Contemporary fresco
I open my eyes, it's dark, slowly everything becomes sharper, the colors start to get vivid and everything starts to get lighter around me. The walls are painted with a slight coat of color. A fresco covers all the facades and the ceiling of the space in which I find myself, a contemporary fresco, which refers to an ancient art, created by the Greeks, reaching the golden years in the Renaissance. The scenes in the past represented real moments of life, of the actions that occurred or fictional stories. Also in this case the hand of monochromatic color seems to tell me a story, it seems to tell me: << Sit down and let yourself go to your thoughts, this is a place of passage, here you can greet your present and reach a new stage of being >> .
Everything seems to be designed and inserted into the space exactly.
The farewell chapel in Città Sant'Angelo was created by the architect Patrizia Leonelli and the artist Ettore Spalletti, a collaboration in which the two figures seem to merge.

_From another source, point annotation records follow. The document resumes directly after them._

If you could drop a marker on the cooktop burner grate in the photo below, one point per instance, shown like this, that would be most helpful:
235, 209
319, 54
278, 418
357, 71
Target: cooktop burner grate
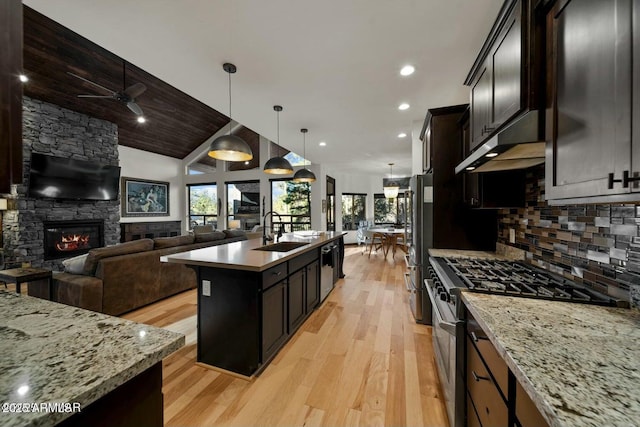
518, 279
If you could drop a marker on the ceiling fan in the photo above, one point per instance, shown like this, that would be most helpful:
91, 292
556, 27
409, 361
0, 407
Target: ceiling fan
126, 96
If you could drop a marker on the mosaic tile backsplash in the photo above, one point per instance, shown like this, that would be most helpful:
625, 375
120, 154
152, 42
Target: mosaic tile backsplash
594, 244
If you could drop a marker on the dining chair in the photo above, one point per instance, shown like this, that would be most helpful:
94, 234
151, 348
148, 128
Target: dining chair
378, 241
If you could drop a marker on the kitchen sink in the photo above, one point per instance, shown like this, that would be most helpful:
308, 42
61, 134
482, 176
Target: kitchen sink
281, 246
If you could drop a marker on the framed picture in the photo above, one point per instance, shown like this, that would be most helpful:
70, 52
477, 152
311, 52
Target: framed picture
142, 197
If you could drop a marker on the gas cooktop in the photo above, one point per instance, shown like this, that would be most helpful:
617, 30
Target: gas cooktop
518, 279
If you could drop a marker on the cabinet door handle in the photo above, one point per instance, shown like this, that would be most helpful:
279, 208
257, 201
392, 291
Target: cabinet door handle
477, 338
478, 377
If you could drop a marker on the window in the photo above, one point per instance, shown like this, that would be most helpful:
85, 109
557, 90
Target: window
243, 204
353, 210
292, 201
203, 204
389, 211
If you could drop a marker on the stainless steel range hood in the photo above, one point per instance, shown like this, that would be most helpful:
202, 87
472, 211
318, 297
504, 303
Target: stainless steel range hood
518, 146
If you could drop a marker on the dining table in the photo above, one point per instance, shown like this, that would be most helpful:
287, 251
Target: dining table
391, 238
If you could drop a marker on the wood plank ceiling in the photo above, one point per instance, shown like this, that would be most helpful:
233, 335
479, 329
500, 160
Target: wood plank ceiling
176, 123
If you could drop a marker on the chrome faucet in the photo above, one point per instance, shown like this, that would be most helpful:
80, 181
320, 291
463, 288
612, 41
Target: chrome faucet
266, 239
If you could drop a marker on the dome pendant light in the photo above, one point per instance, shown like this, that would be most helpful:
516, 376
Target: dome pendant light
230, 147
391, 189
304, 174
278, 165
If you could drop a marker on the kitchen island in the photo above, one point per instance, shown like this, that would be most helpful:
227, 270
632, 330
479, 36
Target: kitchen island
62, 365
252, 298
578, 363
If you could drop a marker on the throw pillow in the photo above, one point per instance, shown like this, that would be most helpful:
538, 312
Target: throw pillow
209, 237
74, 265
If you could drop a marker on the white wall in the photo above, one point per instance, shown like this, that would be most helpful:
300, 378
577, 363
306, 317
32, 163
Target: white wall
144, 165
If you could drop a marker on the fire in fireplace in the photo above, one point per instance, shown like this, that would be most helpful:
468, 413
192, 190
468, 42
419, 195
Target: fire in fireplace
63, 239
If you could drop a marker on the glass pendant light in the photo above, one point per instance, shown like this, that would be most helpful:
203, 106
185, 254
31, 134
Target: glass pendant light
304, 174
391, 189
230, 147
278, 165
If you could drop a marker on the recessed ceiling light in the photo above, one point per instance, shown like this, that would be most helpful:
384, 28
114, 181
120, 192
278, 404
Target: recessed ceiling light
407, 70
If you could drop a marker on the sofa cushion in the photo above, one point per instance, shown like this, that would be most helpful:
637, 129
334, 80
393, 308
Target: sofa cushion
234, 233
75, 265
96, 255
209, 237
198, 229
169, 242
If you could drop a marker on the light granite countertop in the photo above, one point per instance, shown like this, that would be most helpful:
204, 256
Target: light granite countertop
579, 363
243, 256
54, 353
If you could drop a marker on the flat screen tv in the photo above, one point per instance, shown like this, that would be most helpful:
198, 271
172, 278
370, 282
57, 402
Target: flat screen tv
71, 179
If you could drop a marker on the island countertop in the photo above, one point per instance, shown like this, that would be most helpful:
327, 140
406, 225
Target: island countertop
579, 363
54, 353
244, 256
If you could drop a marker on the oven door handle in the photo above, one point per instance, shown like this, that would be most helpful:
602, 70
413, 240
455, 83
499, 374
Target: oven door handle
449, 327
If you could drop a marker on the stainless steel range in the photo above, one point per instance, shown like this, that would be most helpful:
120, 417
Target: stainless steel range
446, 277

It is difficult to imagine the succession of practices and the order of intervention, as I find it difficult to establish where the architect's work ends and the artist's work begins. One intervened on the pre-existing building, rethinking the spaces and reshaping the volumes, the other had the task of enhancing its function and meaning through his work.
The artist did not limit himself to creating simple art compositions or setting up the liturgical space, his work, inside the chapel, is not only a wise and correct arrangement of objects, paintings and color but is much more. The artist has discovered the work of art inherent in architecture, the work extends and envelops the walls, which has itself become an architectural work.
The Farewell Chapel becomes a symbol for me. A work in which the winning combination of art and architecture is revealed. It is therefore possible: two figures who often travel on parallel paths meet and give rise to a synthesis that celebrates the work of both.